The degree leading to a Ph.D. in Chemistry is awarded as the result of the demonstration of originality and scholarly achievement.  It demands intensive specialization in one field as well as broad knowledge of related areas.

Course requirements are intended to achieve two basic goals. 1) Acquisition of background knowledge. There is a central core of material that is basic for all well-trained chemists. Therefore, graduate students are initially expected to develop or demonstrate knowledge of an appropriate one-semester course in each of the areas of organic chemistry, inorganic chemistry, biochemistry, physical chemistry, and quantum chemistry. 2) Continued scholarly growth. Graduate students are expected to take one course or its equivalent every semester. This may be a regular advanced course in chemistry or a related discipline, a seminar, or a tutorial designed to meet the special needs of an individual student.

Progress examinations are given multiple times each academic year. Based on articles in the current literature, these examinations are designed to encourage graduate students to keep up with the latest developments in chemistry. In addition, they are a valuable tool for monitoring the expected steady growth of a student's ability to read the chemical literature critically as well as identifying any areas where he or she is deficient.

Proposal writing is one of the most important parts of the entire graduate program in chemistry. Writing scientific proposals teaches evaluation of the literature, integration of knowledge from several areas, formulation of scientific questions, design of a research project to answer those questions, scientific writing and the defense of a project proposal.

Teaching skills and assisting duties are given to each students as a means of developing communication skills. As these develop, more responsible and demanding tasks will be assigned whenever possible.  Students are expected to assist in courses for at least one year.

A one-hour seminar talk is expected of each student once a year. For first-year graduate students, this seminar will be scheduled in the second semester. At least two of these talks must be literature reviews of areas new to the student. In addition, there will be a number of shorter, less formal talks in classes, research group meetings, and special-interest discussion groups, all of which will contribute to a student's ability to work up, organize, and present a scientific topic.

The thesis research and dissertation is an original contribution worthy of publication and is the single most important requirement. The candidate will have the opportunity to present his or her work in a talk at the departmental colloquium.

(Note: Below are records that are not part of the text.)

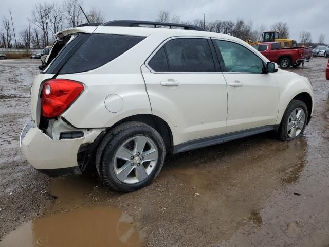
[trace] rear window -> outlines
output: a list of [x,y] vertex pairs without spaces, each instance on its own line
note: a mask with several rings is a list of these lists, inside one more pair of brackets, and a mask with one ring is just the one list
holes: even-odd
[[281,48],[281,43],[274,43],[272,44],[272,47],[271,48],[271,50],[277,50],[278,49]]
[[256,45],[253,46],[253,48],[256,49],[259,51],[264,51],[267,49],[267,46],[268,45]]
[[90,70],[112,61],[145,37],[94,33],[80,46],[59,74]]

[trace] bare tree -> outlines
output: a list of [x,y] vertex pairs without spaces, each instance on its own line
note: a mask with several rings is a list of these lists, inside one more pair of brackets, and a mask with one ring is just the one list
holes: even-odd
[[24,47],[30,49],[31,48],[31,25],[29,22],[29,27],[21,31],[21,43]]
[[312,41],[310,32],[309,32],[303,31],[300,33],[299,37],[300,38],[300,42],[303,44],[306,45]]
[[272,31],[280,32],[280,38],[289,37],[289,27],[286,22],[278,22],[271,26]]
[[325,36],[323,33],[321,33],[319,36],[319,44],[322,45],[324,42],[324,39],[325,38]]
[[180,17],[177,14],[174,14],[171,17],[171,22],[172,23],[180,23]]
[[39,32],[38,28],[34,27],[33,29],[33,33],[31,35],[31,40],[33,48],[41,48],[40,40],[39,39]]
[[67,22],[67,27],[74,27],[82,23],[85,18],[79,7],[82,2],[80,0],[65,0],[63,11]]
[[234,23],[232,21],[224,21],[223,22],[223,33],[225,34],[231,34],[234,29]]
[[10,27],[9,19],[8,17],[4,16],[2,19],[2,24],[6,32],[5,46],[6,48],[12,48],[11,27]]
[[52,41],[54,41],[54,35],[60,31],[64,26],[64,14],[63,6],[53,2],[52,8],[50,13],[50,25],[49,28],[53,34]]
[[52,5],[47,3],[38,3],[32,11],[31,22],[42,31],[43,45],[49,45]]
[[16,34],[15,34],[15,28],[14,27],[14,22],[12,21],[12,16],[11,16],[11,10],[9,10],[9,14],[10,15],[10,19],[11,19],[11,26],[12,26],[12,31],[14,33],[14,38],[15,39],[15,46],[17,47],[17,41],[16,40]]
[[243,40],[245,40],[251,36],[251,23],[247,24],[243,19],[237,20],[231,34]]
[[204,28],[204,21],[201,19],[195,19],[193,20],[193,25],[199,27]]
[[159,22],[169,22],[170,21],[170,13],[168,11],[160,11],[158,17],[155,21]]
[[263,33],[265,32],[266,26],[264,24],[261,24],[251,32],[250,39],[253,41],[262,41]]
[[3,32],[0,33],[0,48],[6,48],[6,38]]
[[93,7],[86,14],[90,22],[103,23],[105,21],[104,13],[100,9]]

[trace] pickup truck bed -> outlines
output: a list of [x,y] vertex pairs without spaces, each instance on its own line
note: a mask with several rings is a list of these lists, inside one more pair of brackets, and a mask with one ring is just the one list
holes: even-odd
[[313,59],[312,47],[281,48],[280,42],[260,43],[253,46],[271,62],[283,69],[298,67]]

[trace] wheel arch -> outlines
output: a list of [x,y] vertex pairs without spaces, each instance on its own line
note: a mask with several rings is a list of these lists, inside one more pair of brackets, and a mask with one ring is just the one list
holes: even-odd
[[163,139],[166,152],[169,154],[172,153],[173,138],[170,127],[166,121],[156,115],[143,114],[130,116],[118,121],[107,129],[109,130],[123,122],[131,121],[143,122],[155,129]]
[[308,123],[310,120],[310,118],[312,117],[311,114],[312,114],[312,110],[313,109],[313,99],[312,96],[309,93],[304,91],[297,93],[291,98],[290,98],[289,100],[286,101],[285,103],[284,104],[284,107],[282,108],[280,110],[279,110],[279,113],[277,120],[277,124],[279,125],[281,123],[284,113],[287,109],[287,107],[293,100],[300,100],[301,101],[303,101],[306,105],[308,113],[307,121],[306,122],[306,124],[308,125]]
[[312,100],[312,97],[309,93],[304,92],[297,94],[293,98],[293,99],[296,99],[300,100],[301,101],[303,101],[304,103],[305,103],[305,104],[306,105],[306,107],[307,108],[307,112],[308,113],[306,124],[308,125],[308,123],[310,120],[310,114],[312,112],[312,109],[313,107],[313,101]]

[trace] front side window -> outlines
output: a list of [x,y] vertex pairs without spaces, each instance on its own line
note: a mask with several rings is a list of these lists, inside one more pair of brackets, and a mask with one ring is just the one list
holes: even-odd
[[[227,72],[262,73],[264,64],[251,50],[235,43],[216,40]],[[223,70],[223,68],[222,68]]]
[[206,39],[171,40],[151,59],[149,66],[156,72],[215,71],[210,47]]
[[268,45],[256,45],[253,46],[253,48],[256,49],[259,51],[264,51],[267,49]]

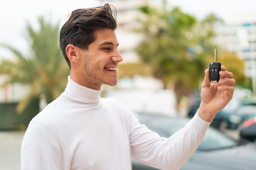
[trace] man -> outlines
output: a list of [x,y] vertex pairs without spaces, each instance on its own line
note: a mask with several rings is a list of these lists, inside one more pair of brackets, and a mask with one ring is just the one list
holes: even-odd
[[115,12],[108,4],[77,9],[63,26],[60,43],[70,70],[67,85],[31,121],[21,146],[22,170],[131,170],[132,157],[159,169],[179,169],[231,100],[233,74],[222,66],[220,81],[211,85],[207,70],[198,112],[166,138],[141,124],[116,99],[101,98],[102,84],[117,84],[123,60]]

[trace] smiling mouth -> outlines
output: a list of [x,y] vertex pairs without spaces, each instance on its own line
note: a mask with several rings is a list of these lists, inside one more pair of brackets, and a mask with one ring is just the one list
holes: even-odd
[[104,69],[108,71],[117,71],[117,68],[114,67],[109,67],[105,68]]

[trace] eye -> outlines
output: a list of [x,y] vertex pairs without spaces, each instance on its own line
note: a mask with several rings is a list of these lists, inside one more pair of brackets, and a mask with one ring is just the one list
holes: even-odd
[[108,47],[107,47],[107,48],[102,48],[102,49],[103,50],[110,50],[110,48],[109,48]]

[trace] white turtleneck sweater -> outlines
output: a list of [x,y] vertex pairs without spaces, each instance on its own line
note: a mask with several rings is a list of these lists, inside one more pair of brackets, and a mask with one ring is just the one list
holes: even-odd
[[132,157],[177,170],[210,124],[197,113],[175,134],[160,137],[117,100],[101,98],[101,91],[69,76],[65,91],[30,122],[21,146],[21,170],[131,170]]

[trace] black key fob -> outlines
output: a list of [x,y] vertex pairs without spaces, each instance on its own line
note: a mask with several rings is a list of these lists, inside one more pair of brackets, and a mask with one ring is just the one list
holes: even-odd
[[214,52],[214,62],[210,63],[209,65],[209,76],[210,81],[211,83],[218,82],[220,81],[220,72],[221,64],[216,62],[216,49]]
[[218,62],[212,62],[209,65],[209,76],[210,81],[212,83],[218,82],[220,81],[220,72],[221,64]]

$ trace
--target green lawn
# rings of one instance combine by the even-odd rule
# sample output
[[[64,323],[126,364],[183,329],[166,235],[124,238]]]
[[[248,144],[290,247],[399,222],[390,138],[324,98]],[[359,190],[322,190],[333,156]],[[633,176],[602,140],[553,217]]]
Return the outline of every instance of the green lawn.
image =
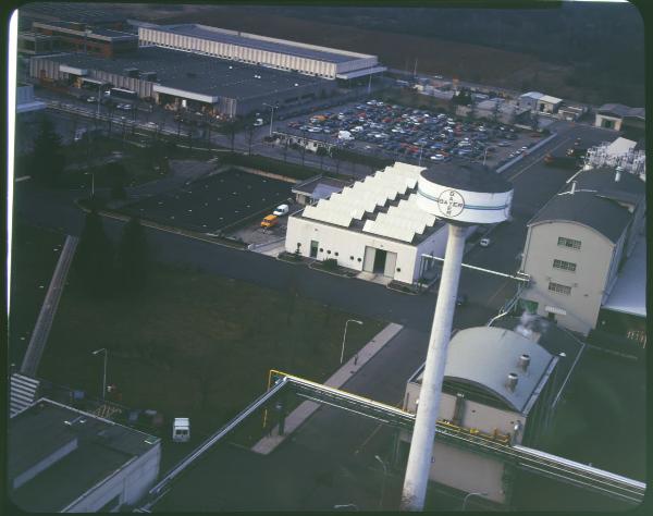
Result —
[[[588,348],[567,385],[545,450],[626,477],[645,477],[646,371]]]
[[[20,367],[59,260],[64,237],[13,220],[9,360]]]
[[[164,416],[192,417],[209,432],[267,389],[271,368],[324,381],[340,366],[342,333],[350,314],[283,292],[204,272],[157,265],[148,291],[96,302],[74,275],[64,292],[39,376],[54,383],[101,390],[108,383],[122,403]],[[350,324],[347,354],[383,328]]]

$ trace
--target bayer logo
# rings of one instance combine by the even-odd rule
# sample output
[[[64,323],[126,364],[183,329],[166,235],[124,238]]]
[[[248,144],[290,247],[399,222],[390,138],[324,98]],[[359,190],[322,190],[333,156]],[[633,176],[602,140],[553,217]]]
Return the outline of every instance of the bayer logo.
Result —
[[[457,217],[465,208],[465,199],[455,189],[445,189],[438,197],[438,207],[446,217]]]

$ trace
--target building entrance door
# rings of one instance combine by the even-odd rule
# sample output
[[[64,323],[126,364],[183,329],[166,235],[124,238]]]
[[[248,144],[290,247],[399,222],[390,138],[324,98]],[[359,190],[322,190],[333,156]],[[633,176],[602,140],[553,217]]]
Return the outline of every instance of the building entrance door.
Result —
[[[385,269],[383,270],[383,275],[387,278],[394,278],[394,270],[397,265],[397,254],[396,253],[385,253]]]
[[[373,247],[365,247],[365,259],[362,260],[362,270],[366,272],[373,272],[374,260],[377,256],[377,249]]]
[[[374,269],[372,272],[375,274],[385,273],[385,258],[387,257],[387,253],[381,249],[377,249],[377,254],[374,255]]]

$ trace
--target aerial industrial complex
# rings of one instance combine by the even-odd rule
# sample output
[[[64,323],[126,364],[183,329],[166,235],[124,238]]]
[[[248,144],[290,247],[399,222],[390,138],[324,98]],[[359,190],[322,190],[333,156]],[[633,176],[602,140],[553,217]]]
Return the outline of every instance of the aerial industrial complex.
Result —
[[[641,503],[643,108],[420,77],[417,62],[410,77],[374,54],[194,23],[187,7],[147,22],[128,7],[87,8],[36,2],[21,13],[14,188],[24,204],[14,218],[52,225],[65,242],[45,241],[54,253],[48,288],[40,277],[27,284],[24,270],[14,277],[29,295],[45,293],[12,344],[16,506]],[[52,184],[25,170],[42,142],[48,157],[65,153],[52,160],[62,162]],[[50,198],[52,185],[65,195]],[[75,344],[70,356],[87,355],[97,370],[74,377],[66,366],[74,378],[60,385],[39,369],[59,360],[57,348],[44,353],[62,346],[49,336],[58,296],[71,292],[69,267],[83,272],[88,228],[107,219],[143,236],[138,273],[155,286],[127,295],[145,306],[169,286],[201,287],[178,300],[197,320],[180,317],[180,334],[163,336],[143,323],[143,336],[132,332],[147,341],[138,349]],[[126,283],[133,249],[123,238],[108,267]],[[202,281],[211,275],[220,288]],[[269,302],[250,294],[264,288]],[[202,322],[200,305],[211,319],[224,311],[217,297],[236,322]],[[97,299],[83,298],[93,324],[104,317],[94,307],[122,298]],[[301,324],[308,339],[297,336]],[[326,336],[341,324],[342,340]],[[272,327],[287,328],[270,336]],[[237,367],[209,360],[207,341]],[[269,364],[252,349],[272,349]],[[188,379],[177,368],[192,355],[206,364]],[[161,371],[170,378],[159,385]],[[235,402],[225,384],[245,394]]]

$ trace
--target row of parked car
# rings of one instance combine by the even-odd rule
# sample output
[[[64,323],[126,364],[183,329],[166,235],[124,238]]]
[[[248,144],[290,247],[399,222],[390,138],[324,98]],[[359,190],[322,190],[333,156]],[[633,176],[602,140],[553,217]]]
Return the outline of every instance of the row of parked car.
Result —
[[[465,122],[446,113],[387,105],[379,100],[370,100],[338,113],[316,114],[306,123],[294,121],[287,126],[295,132],[311,134],[317,139],[337,138],[344,146],[364,152],[433,162],[456,158],[492,159],[491,155],[497,147],[514,146],[518,137],[516,131],[507,125]],[[534,133],[534,136],[540,135]],[[522,152],[529,146],[516,149],[516,152]]]

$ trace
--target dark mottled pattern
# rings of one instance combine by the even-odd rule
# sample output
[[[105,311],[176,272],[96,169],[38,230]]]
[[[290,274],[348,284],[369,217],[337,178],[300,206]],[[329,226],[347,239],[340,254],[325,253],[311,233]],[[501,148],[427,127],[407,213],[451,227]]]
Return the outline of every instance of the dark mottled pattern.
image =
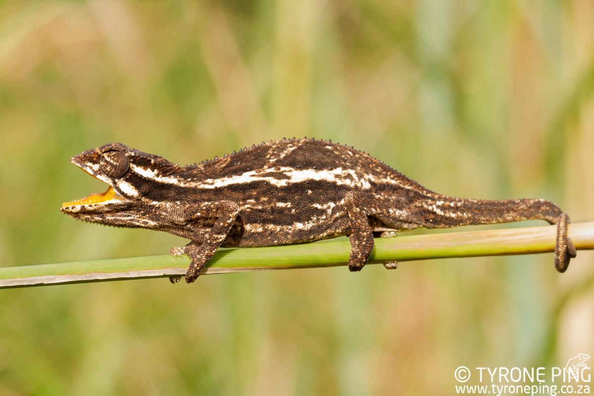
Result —
[[[123,155],[122,155],[123,154]],[[375,158],[330,141],[283,140],[191,166],[111,143],[71,160],[120,199],[62,208],[75,218],[151,228],[192,240],[186,281],[220,246],[265,246],[350,235],[351,271],[361,270],[373,236],[542,219],[557,224],[555,267],[576,255],[567,215],[539,199],[486,201],[430,191]]]

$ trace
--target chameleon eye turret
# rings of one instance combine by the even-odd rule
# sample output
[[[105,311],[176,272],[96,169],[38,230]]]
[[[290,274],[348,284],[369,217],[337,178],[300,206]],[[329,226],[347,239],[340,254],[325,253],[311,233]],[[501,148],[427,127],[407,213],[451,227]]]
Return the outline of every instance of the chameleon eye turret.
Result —
[[[130,160],[121,151],[108,151],[101,159],[99,169],[106,176],[119,179],[130,169]]]
[[[110,187],[103,194],[66,202],[62,211],[190,239],[185,248],[170,251],[189,256],[188,283],[220,247],[302,243],[341,235],[350,240],[349,268],[359,271],[374,236],[388,237],[420,227],[541,219],[557,226],[557,270],[565,271],[576,256],[567,236],[569,217],[549,201],[443,195],[365,153],[329,141],[271,141],[184,167],[121,143],[88,150],[71,161]]]

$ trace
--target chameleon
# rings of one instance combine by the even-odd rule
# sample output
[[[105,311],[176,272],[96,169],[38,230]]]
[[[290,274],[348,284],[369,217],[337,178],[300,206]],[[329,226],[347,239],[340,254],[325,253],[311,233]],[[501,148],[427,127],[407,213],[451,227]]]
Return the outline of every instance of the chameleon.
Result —
[[[374,237],[421,227],[541,219],[557,226],[557,271],[564,272],[576,255],[567,236],[569,217],[549,201],[439,194],[368,154],[330,140],[271,140],[184,167],[109,143],[70,161],[109,188],[64,203],[62,212],[92,223],[190,239],[185,247],[170,251],[190,258],[188,283],[220,247],[303,243],[345,235],[351,246],[349,269],[358,271],[369,257]],[[180,277],[170,279],[175,283]]]

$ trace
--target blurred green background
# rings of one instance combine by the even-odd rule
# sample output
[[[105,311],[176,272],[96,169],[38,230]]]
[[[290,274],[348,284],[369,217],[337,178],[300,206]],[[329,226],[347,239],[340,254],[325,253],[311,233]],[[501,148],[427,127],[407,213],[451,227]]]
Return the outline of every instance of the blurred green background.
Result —
[[[0,1],[0,265],[186,243],[60,213],[105,189],[69,159],[112,141],[184,165],[332,139],[594,220],[593,20],[590,0]],[[0,290],[0,395],[453,394],[459,366],[594,356],[593,261]]]

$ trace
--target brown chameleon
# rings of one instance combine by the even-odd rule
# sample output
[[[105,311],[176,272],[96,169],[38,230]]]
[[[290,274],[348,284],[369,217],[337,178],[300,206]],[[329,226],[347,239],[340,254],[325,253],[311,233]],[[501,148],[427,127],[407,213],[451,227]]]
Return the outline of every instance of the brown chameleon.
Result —
[[[62,211],[80,220],[191,239],[170,252],[190,258],[188,283],[219,247],[302,243],[342,235],[350,236],[349,269],[359,271],[374,236],[419,227],[542,219],[557,224],[557,271],[564,272],[576,256],[567,237],[569,217],[549,201],[442,195],[365,153],[330,141],[271,141],[185,167],[110,143],[71,162],[109,188],[66,202]]]

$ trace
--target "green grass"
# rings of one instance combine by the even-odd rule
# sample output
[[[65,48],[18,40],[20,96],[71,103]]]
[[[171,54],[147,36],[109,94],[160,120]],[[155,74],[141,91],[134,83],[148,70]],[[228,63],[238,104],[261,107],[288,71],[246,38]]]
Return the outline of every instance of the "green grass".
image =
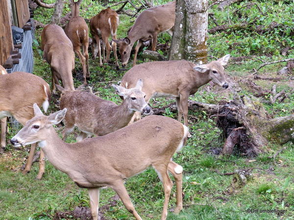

To see format information :


The Graduate Program Timeline
First Year
- Much of the first year of study consists of course work that builds a broad background in chemistry.

- Students are expected to demonstrate knowledge of the core courses in quantum chemistry, physical chemistry, organic chemistry, biochemistry and inorganic chemistry.  It is possible to demonstrate proficiency either by taking the appropriate course or passing a placement examination.

- Graduate students also take advanced courses related to their specific fields of specialization.

- Most students choose a research advisor and begin a research program by the end of their first semester.
Second Year
A student is admitted to candidacy for the Ph.D. by fulfilling the following requirements:

- Demonstration of knowledge of the core curriculum outlined above.

- Passing a specified number of progress examinations, given approximately six times each academic year. These examinations are based on articles in the current literature and are designed to encourage graduate students to keep up with the latest developments in chemistry. In addition, they are a valuable tool for monitoring the expected steady growth of a student's analytical and intellectual abilities.

- Developing teaching skills by assisting in undergraduate courses for at least one year.

- Originating and presenting in both written and oral forms a research proposal.

The essence of the graduate program is, however, the Ph.D. thesis research, which is carried out in collaboration with a faculty thesis mentor. This work must represent an original contribution to science and be worthy of publication. The dissertation describes before the chemistry faculty. The candidate has the opportunity to present his/her work at the department colloquium.

Fourth Year

- Students must submit and defend a second research proposal as the last formal requirement for the degree of doctor of chemistry before the dissertation.  This proposal should be unrelated to the student's thesis or group research.  Proposals are judged on originality, creativity, significance and feasibility.